Şimdi, en başta sorduğumuz soruyu yeniden soruyoruz: Aşk mümkün müdür hala? Geçmiş tecrübelerin ruhumuzdaki izlerini onarabildiğimiz sürece elbette mümkün. Ayrıca, bu konuda aşkı fazlasıyla hissedeceğimiz bahar aylarında şansımız daha yüksek. Bugünlerde Orhan Veli’nin “Beni bu güzel havalar mahvetti!” dizelerine hak vermemek elde değil. Ördüğümüz duvarları yıkmak üzere karşınıza çıkacak potansiyel partnerinizden kaçmadan önce kendi duygularınızı sakince izlesek fena olmaz. Bir bakmışsınız kuşların cıvıldadığı güneşli bir bahar sabahında ağzınızdan şu sözler dökülüyor: “Seni seviyorum!” (Duygularımız karşılıklı, gerçekten!)
AŞIK OLAMAYANLARIN REHBERİ
Unutun
Bu baharda geçmiş kötü tecrübeleri bir kenara bırakarak hafifleyin. Yeni aşklar için yer açın, yeni yollar için yük bırakın.
Deneyin
Uzun zamandır beklediğiniz o an gelmiş olabilir. Belki de kafanızı kaldırdığınızda hayatınızın aşkıyla göz göze geleceksiniz. Sürprizlere ve fırsatlara açık olun.
Sorun
- İlişki ve ‘iyi giden ilişki’ benim için ne demek?
- İlişkim istediğim gibi gitmezse ne olacağını düşünüyorum?
- En kötü senaryom nedir?
- Yaşadığım bu kaygı hayatımı ne kadar etkiliyor?
- Bu kaygıyı yaşamamak adına başka uzak durduğum veya mahrum kaldığım şeyler var mı?

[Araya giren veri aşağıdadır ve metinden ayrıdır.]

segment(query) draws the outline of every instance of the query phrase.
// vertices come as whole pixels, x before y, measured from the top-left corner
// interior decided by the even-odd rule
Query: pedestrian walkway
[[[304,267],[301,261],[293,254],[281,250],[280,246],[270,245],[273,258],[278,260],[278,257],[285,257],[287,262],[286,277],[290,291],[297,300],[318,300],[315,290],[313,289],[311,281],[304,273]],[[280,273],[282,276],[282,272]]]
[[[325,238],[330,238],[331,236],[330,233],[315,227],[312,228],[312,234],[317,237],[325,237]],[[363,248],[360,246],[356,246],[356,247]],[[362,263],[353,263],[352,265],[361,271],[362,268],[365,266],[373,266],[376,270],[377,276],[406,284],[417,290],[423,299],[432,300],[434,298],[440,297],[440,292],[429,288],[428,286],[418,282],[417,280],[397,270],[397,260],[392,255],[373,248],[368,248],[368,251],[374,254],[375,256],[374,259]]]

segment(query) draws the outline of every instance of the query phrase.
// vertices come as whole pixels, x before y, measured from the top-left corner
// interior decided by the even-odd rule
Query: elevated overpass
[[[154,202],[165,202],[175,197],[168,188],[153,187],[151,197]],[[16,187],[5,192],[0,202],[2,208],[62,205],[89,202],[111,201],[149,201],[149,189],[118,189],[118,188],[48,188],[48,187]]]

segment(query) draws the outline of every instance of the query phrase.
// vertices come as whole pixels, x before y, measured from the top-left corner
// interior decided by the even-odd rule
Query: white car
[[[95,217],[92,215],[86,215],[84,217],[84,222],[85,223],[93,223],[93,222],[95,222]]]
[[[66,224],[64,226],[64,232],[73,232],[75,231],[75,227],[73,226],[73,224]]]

- Bu kaygıyı yaşamamak adına yaptığım, ama aslında bana bir yanıyla zarar veren şeyler var mı?
Danışın
Profesyonel desteği göz önünde bulundurun. Soruların cevaplarına göre psikoterapi desteği alabilirsiniz. Elbette sosyal destek olmazsa olmaz.